Hong Kong-based developer Chongbang Group closed a $920 million round of fund raising this week with Canada’s Ivanhoe Cambridge and Dutch pension-fund manager APG taking leading roles in the investment.
Chongbang focuses on the Shanghai market and began making its mark in the city more than a decade ago with the Life Hub@Daning mixed-use project in Zhabei district. The company, which was founded in 2003 has since gone on to successfully execute a series of similar projects in and around China’s commercial centre.
Now the Chongbang says that it is earmarking this latest batch of capital for further shopping centre projects in what it calls “core retail precincts” of Shanghai, and both Ivanhoe and APG appear to be impressed enough by this development vision to make Chongbang their latest bets on China’s real estate industry.
Betting on Integrated Projects in Shanghai
Chongbang now owns and operates 428,000 square metres (4.6 million sqft) of retail and commercial space in and around Shanghai with another 417,000 square metres (4.5 million sqft) under development.
Since opening the Life Hub@Daning project in 2006, the company has gone on to build a second LIfe Hub project in the Jinqiao area of Pudong, and has two more Life Hub developments underway – one in Anting in northern Shanghai, and another in Kunshan, just across the border from Shanghai in Jiangsu province.
In addition to the Life Hub projects, Chongbang also developed the high-end Sinan Mansions retail development in Shanghai’s downtown Huangpu district. The pedestrian village of 49 restored villas opened in 2010 and includes a hotel, apartments and commercial space.
Chongbang was founded in 2003 by a group of Singaporean and Hong Kong investors, led by Shui On Land veteran Henry Cheng and Stephen Wong of Hong Kong family run developer Edward Wong Development.
Cheng, who was involved in Shui On’s successful Xintiandi development in Shanghai, continues to lead Chongbang as CEO and frequently speaks on mixed-use development approaches at industry events. The group previously received institutional backing from Singaporean sovereign wealth fund GIC, which continues to hold shares in the company.
Ivanhoe and APG Up China Property Investments
While the exact composition of the $920 million financing round was not made available, a joint statement by Ivanhoe, APG and Chongbang made it clear that the two investors led the institutional capital raise.
“Chongbang’s team has an outstanding track record and a compelling long-term vision. They are known for solid execution in creating and managing mixed-use, retail-focused projects. Now, they are better positioned than ever to respond to evolving consumer preferences and to new technologies that are reshaping the customer experience,” said Rita-Rose Gagné, Executive Vice President, Growth Markets, for Ivanhoé Cambridge.
Ivanhoé Cambridge which is a real estate subsidiary of Montreal-based fund manager Caisse de dépôt et placement du Québec, has already partnered in China with developers Shanghai Forte Land (a subsidiary of Fosun) and with Bailian Group. Caisse is one of Canada’s leading institutional fund managers and, as of December 31, 2014, held $225.9 billion in net assets.

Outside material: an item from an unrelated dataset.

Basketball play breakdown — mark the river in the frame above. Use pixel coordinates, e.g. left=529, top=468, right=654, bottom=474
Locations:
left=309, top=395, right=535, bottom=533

Sachin Doshi, Managing Director and Head of Private Real estate Investments, Asia-Pacific at APG, explained the Dutch fund manager’s interest in the deal in terms of locations and teams. “The investment in Chongbang builds on APG’s strategy to increasingly participate in city-specific platforms in key gateway urban centres around the world, in sectors with compelling long term fundamentals and through partnering with management teams with unparalleled execution capability in their local markets,” the Singapore-based executive said.
APG Asset Management of the Netherlands manages Dutch pension assets of more than €430 billion ($482 billion) as of the end of April this year.
One year ago APG committed up to $650 million to acquire 20 percent of China warehouse developer and operator e-Shang, and to set up a joint venture with the Warburg Pincus-backed startup.